Since 2017, as the numbers of refugees arriving grew exponentially and pushbacks were no longer feasible, the borders were opened. Some estimates suggest over 1 million Rohingyas are currently residing in Bangladesh. While the country has rightfully gained international praise housing and caring for such a large population of refugees, the broader policy frameworks pursued continue to criminalise and harm Rohingya populations. The government practiced containment policies placing refugees in camps with no freedom to leave them. Attempts have been made to move refugees 'offshore' to an uninhabitable remote island (previously unpopulated), called Bhasan Char (the name of which literally translates to flooded delta), mimicking Australia's infamous offshore policy.

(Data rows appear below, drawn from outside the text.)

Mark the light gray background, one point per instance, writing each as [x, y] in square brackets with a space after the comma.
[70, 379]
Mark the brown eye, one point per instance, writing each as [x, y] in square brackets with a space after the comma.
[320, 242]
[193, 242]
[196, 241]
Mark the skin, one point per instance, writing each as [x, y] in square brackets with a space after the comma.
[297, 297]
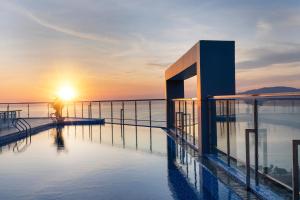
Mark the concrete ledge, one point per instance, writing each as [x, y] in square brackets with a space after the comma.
[6, 139]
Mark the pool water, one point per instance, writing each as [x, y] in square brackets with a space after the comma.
[103, 162]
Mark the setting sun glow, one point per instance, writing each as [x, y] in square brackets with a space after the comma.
[66, 93]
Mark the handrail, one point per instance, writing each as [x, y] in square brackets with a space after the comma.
[254, 96]
[18, 120]
[17, 126]
[295, 169]
[83, 101]
[26, 123]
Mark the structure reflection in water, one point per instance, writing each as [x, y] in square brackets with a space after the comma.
[186, 176]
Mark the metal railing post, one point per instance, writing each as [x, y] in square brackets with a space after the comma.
[135, 114]
[74, 104]
[247, 159]
[185, 120]
[194, 139]
[81, 109]
[111, 112]
[91, 113]
[48, 105]
[99, 109]
[228, 132]
[295, 169]
[150, 117]
[247, 132]
[28, 111]
[256, 139]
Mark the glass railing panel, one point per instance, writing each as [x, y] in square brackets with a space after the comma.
[278, 125]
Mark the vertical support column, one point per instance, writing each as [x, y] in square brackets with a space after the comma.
[150, 117]
[228, 132]
[174, 89]
[28, 111]
[194, 139]
[99, 110]
[48, 105]
[74, 104]
[111, 113]
[81, 109]
[295, 170]
[256, 139]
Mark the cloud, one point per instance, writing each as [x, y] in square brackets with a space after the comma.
[263, 28]
[262, 57]
[159, 65]
[61, 29]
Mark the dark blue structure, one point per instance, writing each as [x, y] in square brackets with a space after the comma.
[213, 62]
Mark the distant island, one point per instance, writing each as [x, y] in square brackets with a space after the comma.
[277, 89]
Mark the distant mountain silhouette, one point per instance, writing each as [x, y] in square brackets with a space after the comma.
[277, 89]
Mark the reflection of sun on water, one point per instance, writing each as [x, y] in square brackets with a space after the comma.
[66, 92]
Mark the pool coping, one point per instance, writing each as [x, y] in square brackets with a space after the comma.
[6, 139]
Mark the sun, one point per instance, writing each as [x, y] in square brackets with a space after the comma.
[66, 92]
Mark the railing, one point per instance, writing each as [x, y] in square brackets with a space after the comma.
[186, 123]
[139, 112]
[274, 121]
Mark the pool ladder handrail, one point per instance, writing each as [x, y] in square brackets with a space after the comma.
[22, 125]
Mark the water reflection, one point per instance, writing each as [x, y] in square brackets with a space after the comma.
[161, 162]
[189, 179]
[59, 141]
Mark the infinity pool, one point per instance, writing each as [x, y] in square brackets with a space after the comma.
[103, 162]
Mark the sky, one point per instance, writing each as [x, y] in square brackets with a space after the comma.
[119, 49]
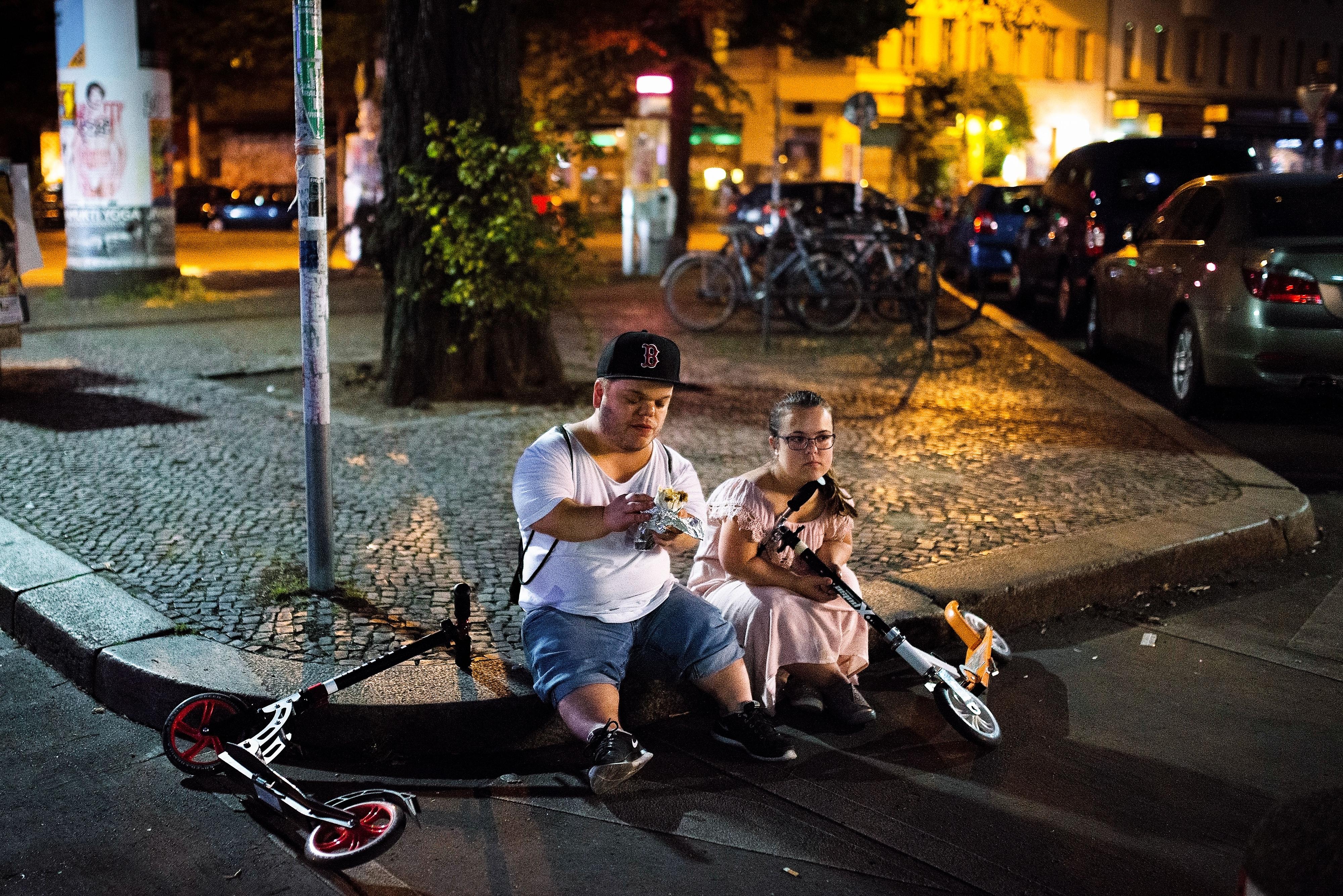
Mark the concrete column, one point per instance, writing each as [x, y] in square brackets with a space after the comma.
[116, 142]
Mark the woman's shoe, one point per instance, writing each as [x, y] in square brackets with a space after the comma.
[804, 698]
[847, 704]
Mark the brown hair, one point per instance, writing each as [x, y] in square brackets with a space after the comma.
[833, 496]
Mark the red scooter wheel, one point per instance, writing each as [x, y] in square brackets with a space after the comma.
[378, 828]
[195, 733]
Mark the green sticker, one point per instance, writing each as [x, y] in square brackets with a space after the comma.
[308, 69]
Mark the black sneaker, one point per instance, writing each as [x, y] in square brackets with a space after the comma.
[751, 730]
[616, 754]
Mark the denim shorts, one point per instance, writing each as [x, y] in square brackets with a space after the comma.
[686, 637]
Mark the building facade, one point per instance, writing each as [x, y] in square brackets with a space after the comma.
[1189, 68]
[1059, 61]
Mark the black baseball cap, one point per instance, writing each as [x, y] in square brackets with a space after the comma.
[641, 357]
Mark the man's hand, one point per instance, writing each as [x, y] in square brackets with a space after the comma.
[627, 511]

Conditions of exclusion remain in place: children are banned from attending local schools; refugees are prevented from joining the local workforce or attain local medical services and so forth. While the EU and Australia pass on responsibilities to states like Libya and Indonesia to physically house refugees; Bangladesh has sought to distance refugees from the general population as much as possible through these means of containment.

Bangladesh's emulation of the rhetoric and policy frameworks of the EU and Australia along with the broader transformation of refugee governance structures within the region (facilitated by Australia's externalisation frameworks) - have allowed for the growth of Bangladesh's restrictive and punitive refugee regime. Thus, externalisation policies do not just undermine refugee protection frameworks in countries directly involved in the externalisation frameworks, but also undermine refugee frameworks in neighbouring countries like Bangladesh. The architecture of externalisation through exclusionary narratives and discourses; the use of the law; and intentional harms towards refugees are being replicated in the global South - albeit in different ways.

Short biography

Rashaam is a PhD Candidate at the University of Melbourne. She is interested in areas of state crime, refugees, genocide and war victimisation. Her thesis explores feeling of victimisation and perceptions of justice among Bangladeshis in relation to the 1971 liberation war. She was the recipient of the JV Barry Medal for the most distinguished criminology student at the University of Melbourne in 2014.